Wir freuen uns, heute einen Gastbeitrag von Tobias veröffentlichen zu können. Tobias studiert Jura im achten Semester an der HU Berlin.
In einem nun veröffentlichten Urteil (VI ZR 23/09) hat der VI. Zivilsenat des BGH die deutsche Gerichtsbarkeit für zuständig erklärt, sobald ein im Internet von internationalen Medien veröffentlichter Artikel deutliche Bezüge nach Deutschland aufweist. In dem noch nicht veröffentlichten Urteil ging es um folgenden Sachverhalt:
Der in Deutschland wohnhafte Kläger nimmt die Verlegerin der Tageszeitung „The New York Times“ sowie den in New York ansässigen Autor eines am 12. Juni 2001 in den Internetauftritt der Zeitung eingestellten und dort im „Online-Archiv“ zum Abruf bereit gehaltenen Artikels, durch den sich der Kläger in seinem allgemeinen Persönlichkeitsrecht verletzt sieht, auf Unterlassung in Anspruch.

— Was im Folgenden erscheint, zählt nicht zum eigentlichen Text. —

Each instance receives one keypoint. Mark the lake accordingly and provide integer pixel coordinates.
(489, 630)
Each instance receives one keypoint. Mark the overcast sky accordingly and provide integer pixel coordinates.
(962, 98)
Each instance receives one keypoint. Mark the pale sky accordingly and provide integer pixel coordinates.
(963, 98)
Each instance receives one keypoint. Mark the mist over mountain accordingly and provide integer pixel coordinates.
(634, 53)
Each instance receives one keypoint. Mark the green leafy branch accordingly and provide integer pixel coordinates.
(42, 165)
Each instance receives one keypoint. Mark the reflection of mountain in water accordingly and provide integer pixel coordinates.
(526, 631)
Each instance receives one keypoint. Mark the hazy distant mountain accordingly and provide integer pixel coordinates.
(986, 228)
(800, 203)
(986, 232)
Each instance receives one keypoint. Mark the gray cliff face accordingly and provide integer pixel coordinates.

Im Rahmen der rechtlichen Würdigung musste sich der BGH vor allem mit einer – auch klausurrelevanten – Grundnorm der ZPO auseinandersetzen: Laut § 32 ZPO, der einen besonderen Gerichtsstand begründet, ist für Klagen aus unerlaubten Handlungen das Gericht zuständig, in dessen Bezirk die Handlung begangen ist. Begehungsort der deliktischen Handlung ist dabei nach der Rspr. sowohl der Handlungs- als auch der Erfolgsort.
Laut BGH liegt der Erfolgsort hier in Deutschland, weil der Eingriffserfolg in bezug auf das allgemeine Persönlichkeitsrecht in der Bundesrepublik drohe. Aufgrund der Sachlage – dem Kläger wurden Verbindungen zur russischen Mafia vorgeworfen – sei damit zu rechnen, dass der Artikel im Inland zur Kenntnis genommen wurde. Zudem sei die NYT ein internationales Presseerzeugnis, das einen weltweiten Leserkreis erreichen wolle; auch seien über 14000 deutsche Nutzer auf den Seiten der NYT registriert.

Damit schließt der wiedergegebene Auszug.